W latach ’90 spędził Pan 2 sezony na Vicente Calderon. Została duża estyma do tego klubu?
Oczywiście; w każdym klubie, w którym grałem, mam bardzo dobre wspomnienia i wielu kolegów natomiast akurat Atletico Madryt teraz przeżywa apogeum swojej gry. Myślę, że gra zespołu się podoba; to nie jest jakiś wymęczony futbol, zdobywają trofea - zdobyć mistrzostwo Hiszpanii na stadionie Camp Nou to jest naprawdę bardzo fajne i jeszcze otrzymać brawa od publiczności katalońskiej. Przeciwnik, z którym teraz się Atletico spotka jest trochę niewygodny; to lokalny rywal i dosyć trudno się z nimi wygrywa, ale mecz odbędzie się na neutralnym stadionie i według mnie wszystko jest tu możliwe. Cieszę się, że Atletico tak fajnie gra.

Reklama

Można powiedzieć, że dla Realu finał Ligi Mistrzów to niemal codzienność. Czym jest dla Atletico ten mecz?
Dla nich jest to coś na pewno wyjątkowego po sukcesie, który osiągnęli w lidze. Real ma to po raz kolejny; Atletico może mieć pierwszy raz i myślę, że to też jest odpowiednia motywacja dla piłkarzy Atletico Madryt, dla trenera, dla wszystkich działaczy. Diego Simeone potrafi zmotywować zespół; w ogóle ma piłkarzy, którzy są dobrani charakterologicznie; on i drużyna tworzą fajny kolektyw. Ciężko na to pracują i to nie jest przypadek.

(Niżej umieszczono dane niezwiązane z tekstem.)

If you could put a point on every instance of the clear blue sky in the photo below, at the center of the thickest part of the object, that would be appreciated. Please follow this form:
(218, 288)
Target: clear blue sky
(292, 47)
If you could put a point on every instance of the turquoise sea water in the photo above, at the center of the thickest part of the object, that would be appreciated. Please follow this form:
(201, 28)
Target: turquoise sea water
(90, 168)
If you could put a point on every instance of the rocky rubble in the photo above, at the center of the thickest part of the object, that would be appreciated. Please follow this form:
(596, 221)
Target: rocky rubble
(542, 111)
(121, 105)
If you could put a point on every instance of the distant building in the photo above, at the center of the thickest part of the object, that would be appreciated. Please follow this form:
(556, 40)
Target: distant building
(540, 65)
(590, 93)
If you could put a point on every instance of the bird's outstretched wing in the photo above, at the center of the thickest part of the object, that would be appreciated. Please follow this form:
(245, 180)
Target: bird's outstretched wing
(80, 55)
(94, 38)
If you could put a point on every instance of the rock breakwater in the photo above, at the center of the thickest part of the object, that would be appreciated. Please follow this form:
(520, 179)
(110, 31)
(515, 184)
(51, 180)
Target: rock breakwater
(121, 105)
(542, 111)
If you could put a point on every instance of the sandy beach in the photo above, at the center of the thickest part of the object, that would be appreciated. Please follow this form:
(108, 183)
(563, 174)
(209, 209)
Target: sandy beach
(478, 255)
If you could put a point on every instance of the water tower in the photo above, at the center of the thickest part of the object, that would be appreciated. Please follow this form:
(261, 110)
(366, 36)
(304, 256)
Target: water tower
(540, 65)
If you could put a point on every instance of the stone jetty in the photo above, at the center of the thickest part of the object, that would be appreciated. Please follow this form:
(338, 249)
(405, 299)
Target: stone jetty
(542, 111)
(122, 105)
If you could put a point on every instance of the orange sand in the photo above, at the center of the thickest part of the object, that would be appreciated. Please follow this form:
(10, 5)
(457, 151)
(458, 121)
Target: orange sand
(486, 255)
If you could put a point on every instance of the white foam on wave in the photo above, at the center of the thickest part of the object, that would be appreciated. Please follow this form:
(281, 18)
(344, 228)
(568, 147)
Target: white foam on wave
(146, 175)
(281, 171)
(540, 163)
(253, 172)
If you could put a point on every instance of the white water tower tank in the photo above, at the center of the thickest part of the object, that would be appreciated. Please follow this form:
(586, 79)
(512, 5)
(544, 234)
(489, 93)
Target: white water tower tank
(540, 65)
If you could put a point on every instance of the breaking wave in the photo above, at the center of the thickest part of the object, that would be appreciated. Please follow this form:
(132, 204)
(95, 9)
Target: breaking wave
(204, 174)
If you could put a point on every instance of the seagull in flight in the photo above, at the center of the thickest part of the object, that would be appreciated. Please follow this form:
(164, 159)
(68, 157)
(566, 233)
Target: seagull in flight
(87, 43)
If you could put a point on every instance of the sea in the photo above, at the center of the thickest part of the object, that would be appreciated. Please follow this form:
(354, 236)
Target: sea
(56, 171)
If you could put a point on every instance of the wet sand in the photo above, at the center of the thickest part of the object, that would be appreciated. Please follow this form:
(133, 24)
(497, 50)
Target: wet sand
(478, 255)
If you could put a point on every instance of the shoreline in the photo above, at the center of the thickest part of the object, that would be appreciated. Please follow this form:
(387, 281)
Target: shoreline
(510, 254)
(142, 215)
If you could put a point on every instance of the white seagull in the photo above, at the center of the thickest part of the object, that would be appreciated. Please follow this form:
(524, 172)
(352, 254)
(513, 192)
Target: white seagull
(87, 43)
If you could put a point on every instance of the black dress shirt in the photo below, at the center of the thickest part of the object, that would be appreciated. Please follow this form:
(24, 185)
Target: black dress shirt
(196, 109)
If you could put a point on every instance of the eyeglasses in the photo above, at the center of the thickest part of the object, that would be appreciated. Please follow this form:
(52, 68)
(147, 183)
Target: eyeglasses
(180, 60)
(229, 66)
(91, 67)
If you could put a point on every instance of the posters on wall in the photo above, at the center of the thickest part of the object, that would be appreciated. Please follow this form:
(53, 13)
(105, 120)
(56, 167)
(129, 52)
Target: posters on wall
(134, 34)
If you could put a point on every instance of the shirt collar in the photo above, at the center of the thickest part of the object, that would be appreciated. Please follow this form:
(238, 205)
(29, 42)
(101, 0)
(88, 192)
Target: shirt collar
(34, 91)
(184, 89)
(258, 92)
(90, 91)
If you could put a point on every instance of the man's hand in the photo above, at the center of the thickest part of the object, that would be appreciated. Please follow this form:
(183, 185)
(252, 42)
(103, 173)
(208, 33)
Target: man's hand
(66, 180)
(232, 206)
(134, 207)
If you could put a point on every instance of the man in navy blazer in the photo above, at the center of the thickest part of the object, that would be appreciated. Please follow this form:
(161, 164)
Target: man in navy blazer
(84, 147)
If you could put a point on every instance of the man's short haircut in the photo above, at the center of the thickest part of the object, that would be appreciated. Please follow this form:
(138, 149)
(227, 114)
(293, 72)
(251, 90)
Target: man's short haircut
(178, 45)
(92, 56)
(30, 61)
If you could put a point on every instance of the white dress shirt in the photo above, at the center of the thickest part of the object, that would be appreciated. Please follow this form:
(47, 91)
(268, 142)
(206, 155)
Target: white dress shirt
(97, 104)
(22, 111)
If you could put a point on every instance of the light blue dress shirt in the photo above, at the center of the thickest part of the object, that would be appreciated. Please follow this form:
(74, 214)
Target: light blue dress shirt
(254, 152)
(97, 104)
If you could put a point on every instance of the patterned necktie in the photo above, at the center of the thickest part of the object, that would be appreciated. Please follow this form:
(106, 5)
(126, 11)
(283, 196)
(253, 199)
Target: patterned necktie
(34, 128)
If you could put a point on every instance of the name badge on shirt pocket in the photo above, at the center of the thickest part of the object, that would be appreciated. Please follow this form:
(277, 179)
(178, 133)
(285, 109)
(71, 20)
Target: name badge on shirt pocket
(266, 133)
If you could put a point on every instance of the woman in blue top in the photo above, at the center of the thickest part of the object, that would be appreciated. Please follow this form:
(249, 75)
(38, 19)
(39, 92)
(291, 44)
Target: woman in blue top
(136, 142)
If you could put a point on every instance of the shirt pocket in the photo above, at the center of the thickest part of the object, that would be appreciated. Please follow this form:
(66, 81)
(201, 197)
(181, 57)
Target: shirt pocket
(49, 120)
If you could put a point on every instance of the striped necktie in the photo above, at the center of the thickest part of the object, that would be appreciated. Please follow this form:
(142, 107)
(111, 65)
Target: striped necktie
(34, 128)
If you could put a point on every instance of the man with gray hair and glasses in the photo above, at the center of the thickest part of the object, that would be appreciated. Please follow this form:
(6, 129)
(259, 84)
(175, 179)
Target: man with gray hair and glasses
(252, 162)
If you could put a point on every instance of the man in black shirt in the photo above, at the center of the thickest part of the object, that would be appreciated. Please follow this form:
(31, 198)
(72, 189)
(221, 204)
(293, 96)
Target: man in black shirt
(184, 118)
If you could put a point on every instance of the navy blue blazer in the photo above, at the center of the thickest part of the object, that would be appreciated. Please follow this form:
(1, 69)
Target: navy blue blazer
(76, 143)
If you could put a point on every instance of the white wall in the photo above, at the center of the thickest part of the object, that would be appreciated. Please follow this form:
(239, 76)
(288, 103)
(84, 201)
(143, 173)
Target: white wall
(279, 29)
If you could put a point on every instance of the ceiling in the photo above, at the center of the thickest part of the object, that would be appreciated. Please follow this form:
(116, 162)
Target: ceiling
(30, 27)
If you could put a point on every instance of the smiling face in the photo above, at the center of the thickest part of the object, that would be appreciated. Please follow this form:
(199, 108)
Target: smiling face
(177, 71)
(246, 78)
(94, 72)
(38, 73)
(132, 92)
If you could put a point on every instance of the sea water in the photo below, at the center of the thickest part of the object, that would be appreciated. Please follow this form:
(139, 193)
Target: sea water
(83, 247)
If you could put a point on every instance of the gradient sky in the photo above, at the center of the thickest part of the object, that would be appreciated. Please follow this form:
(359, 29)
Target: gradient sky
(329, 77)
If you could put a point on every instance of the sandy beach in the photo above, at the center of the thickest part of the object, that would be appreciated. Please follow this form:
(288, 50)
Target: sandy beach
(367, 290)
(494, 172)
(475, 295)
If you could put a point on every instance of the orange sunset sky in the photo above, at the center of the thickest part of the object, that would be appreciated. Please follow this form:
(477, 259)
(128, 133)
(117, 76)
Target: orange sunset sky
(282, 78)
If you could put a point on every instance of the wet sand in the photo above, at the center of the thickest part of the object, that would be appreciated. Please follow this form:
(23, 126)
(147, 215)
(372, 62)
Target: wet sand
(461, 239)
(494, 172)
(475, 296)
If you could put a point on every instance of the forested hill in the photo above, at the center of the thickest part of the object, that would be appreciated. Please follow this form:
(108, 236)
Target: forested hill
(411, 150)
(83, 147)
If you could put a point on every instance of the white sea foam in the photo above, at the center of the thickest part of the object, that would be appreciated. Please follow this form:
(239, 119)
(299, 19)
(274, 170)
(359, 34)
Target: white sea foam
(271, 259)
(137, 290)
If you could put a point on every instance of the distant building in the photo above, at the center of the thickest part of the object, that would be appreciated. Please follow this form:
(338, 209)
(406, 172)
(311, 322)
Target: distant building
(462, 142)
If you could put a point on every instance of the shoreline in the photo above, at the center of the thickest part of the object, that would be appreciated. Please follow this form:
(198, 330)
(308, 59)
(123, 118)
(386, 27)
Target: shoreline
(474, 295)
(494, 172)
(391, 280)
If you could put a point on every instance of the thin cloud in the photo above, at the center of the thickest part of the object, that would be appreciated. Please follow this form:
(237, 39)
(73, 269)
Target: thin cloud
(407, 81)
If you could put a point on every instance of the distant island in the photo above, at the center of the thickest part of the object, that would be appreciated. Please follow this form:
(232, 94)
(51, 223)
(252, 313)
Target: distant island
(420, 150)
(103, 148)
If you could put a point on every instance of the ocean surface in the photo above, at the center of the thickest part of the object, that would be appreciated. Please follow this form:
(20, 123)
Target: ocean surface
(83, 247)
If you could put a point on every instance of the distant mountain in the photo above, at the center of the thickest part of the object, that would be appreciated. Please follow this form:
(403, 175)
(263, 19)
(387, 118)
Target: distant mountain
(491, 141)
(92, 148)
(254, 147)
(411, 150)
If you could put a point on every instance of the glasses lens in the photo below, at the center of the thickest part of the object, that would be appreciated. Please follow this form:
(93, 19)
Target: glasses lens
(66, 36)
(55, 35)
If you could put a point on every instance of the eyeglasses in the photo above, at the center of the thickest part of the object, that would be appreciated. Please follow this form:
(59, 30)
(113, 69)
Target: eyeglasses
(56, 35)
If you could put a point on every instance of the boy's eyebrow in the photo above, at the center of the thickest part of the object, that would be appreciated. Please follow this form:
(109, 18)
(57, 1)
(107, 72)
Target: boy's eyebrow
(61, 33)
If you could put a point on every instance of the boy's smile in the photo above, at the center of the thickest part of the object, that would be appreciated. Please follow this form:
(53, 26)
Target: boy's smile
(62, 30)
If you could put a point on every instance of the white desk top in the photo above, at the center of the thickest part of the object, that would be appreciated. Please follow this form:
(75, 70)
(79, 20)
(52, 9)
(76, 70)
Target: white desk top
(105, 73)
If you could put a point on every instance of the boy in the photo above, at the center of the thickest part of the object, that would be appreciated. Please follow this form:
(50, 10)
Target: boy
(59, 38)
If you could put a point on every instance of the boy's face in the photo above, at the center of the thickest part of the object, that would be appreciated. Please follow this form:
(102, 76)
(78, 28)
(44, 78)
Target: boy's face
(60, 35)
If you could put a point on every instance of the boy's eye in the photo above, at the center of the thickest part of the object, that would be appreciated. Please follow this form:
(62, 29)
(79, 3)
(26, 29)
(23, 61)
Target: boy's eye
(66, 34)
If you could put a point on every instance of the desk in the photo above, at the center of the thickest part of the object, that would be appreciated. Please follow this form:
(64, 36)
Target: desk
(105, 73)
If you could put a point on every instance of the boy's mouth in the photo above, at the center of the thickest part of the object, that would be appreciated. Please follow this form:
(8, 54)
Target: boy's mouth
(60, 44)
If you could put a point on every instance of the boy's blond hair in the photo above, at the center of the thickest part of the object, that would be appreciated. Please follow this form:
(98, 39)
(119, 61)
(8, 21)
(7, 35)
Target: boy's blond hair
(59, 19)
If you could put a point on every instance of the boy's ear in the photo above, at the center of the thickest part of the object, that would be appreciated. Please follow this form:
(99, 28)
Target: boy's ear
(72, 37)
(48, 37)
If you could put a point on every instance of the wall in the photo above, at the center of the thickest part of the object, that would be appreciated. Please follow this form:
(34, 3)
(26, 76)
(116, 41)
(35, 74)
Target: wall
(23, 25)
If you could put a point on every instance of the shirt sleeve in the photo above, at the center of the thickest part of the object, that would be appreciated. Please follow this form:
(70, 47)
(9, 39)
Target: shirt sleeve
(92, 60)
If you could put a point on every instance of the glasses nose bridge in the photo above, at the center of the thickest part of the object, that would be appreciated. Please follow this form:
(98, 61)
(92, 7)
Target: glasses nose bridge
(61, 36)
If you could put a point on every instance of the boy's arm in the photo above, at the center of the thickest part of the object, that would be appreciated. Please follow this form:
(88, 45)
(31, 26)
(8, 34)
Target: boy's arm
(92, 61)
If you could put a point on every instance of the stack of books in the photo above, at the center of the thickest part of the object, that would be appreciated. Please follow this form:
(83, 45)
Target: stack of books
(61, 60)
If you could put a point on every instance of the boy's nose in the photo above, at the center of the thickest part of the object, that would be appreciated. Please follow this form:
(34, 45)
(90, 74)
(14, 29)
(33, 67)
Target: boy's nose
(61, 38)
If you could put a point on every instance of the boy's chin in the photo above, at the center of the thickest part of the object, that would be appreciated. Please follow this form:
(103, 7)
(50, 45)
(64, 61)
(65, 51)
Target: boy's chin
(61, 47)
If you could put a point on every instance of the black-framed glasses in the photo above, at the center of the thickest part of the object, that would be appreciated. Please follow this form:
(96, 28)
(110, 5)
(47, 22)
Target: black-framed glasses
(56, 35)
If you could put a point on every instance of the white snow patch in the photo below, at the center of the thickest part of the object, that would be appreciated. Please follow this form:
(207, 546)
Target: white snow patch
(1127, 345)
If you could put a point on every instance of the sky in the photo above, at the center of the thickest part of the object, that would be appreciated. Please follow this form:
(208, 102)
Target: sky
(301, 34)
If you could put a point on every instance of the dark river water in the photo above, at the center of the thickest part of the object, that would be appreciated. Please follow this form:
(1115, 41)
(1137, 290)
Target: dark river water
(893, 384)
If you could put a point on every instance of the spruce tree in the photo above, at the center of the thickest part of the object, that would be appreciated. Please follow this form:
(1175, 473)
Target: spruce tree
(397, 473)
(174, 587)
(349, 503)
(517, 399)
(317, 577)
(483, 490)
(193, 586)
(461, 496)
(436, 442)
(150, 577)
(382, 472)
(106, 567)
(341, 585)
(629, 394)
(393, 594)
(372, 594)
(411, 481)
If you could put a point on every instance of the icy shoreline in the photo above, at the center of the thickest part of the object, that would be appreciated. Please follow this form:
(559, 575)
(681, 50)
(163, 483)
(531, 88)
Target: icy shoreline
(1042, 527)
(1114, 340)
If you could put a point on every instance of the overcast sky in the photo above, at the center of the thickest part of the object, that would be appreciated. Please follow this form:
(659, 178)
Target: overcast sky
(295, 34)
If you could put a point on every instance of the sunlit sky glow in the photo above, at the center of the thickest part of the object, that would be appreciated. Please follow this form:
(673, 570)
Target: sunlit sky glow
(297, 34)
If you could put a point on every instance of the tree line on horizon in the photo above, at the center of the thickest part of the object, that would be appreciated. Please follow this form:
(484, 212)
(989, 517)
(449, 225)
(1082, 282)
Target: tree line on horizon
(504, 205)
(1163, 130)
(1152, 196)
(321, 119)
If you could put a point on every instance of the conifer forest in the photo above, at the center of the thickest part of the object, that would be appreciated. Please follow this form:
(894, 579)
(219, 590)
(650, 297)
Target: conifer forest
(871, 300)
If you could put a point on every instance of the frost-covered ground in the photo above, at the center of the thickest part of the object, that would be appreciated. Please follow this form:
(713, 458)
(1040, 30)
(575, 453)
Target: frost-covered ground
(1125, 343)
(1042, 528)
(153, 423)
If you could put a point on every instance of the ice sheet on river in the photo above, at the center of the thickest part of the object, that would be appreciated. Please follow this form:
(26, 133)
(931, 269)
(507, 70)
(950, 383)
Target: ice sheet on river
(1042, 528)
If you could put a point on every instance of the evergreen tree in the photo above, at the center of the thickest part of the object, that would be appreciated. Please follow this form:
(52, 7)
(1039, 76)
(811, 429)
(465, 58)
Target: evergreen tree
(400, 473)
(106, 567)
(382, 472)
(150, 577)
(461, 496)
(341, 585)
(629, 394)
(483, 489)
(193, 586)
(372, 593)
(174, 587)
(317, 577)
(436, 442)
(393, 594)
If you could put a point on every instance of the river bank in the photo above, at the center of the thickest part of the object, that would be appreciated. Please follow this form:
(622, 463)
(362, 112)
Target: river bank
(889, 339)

Jakiego meczu się Pan spodziewa? Jak zagra Atletico - czy rzuci się na początku na Real, żeby osiągnąć przewagę, czy będzie grało spokojniej? Co może wymyślić Diego Simeone?
Drużyna jest charyzmatyczna; drużyna jest bojowo nastawiona i - jak widzimy - nie odstawia nogi. Zobaczymy; Real ma fantastyczny atak, siłę ofensywną; Atletico jest świetnie zorganizowanym kolektywem więc będzie ciekawie.

A brak Diego Costy to duże osłabienie w tym meczu?
Na pewno duże; to jest świetny piłkarz. Mecz z Barceloną pokazał, że drużyna potrafi go jakby zastąpić choć w końcówce widać było, że opadali z sił i brakowało wojownika z przodu, który prowokuje, atakuje; bierze cały ciężar ofensywny na siebie.

Reklama

Jakim klubem jest Atletico? Czy to jest klub, który ma kompleks młodszego brata; jest ubogim krewnym w Madrycie?
Oczywiście, że ma dumę i kibiców ma na pewno lepszych niż Real; potrafią stworzyć fantastyczną atmosferę…

Ale w Madrycie jest ich chyba mniej niż "realowców", prawda?
Nie wydaje mi się. "Realowcy" to są turyści wg mnie. Kibice to są w Atletico Madryt. Teraz to się odmieniło; Atletico zdobywa kolejne puchary, wygrało ligę i to Real jest w tym momencie za nami i to oni teraz ocierają łzy. Ja obstawiłem 1:0 dla Atletico Madryt.

Finał Ligi Mistrzów z udziałem dwóch klubów z Madrytu już w sobotę 24 maja, początek o 20:45.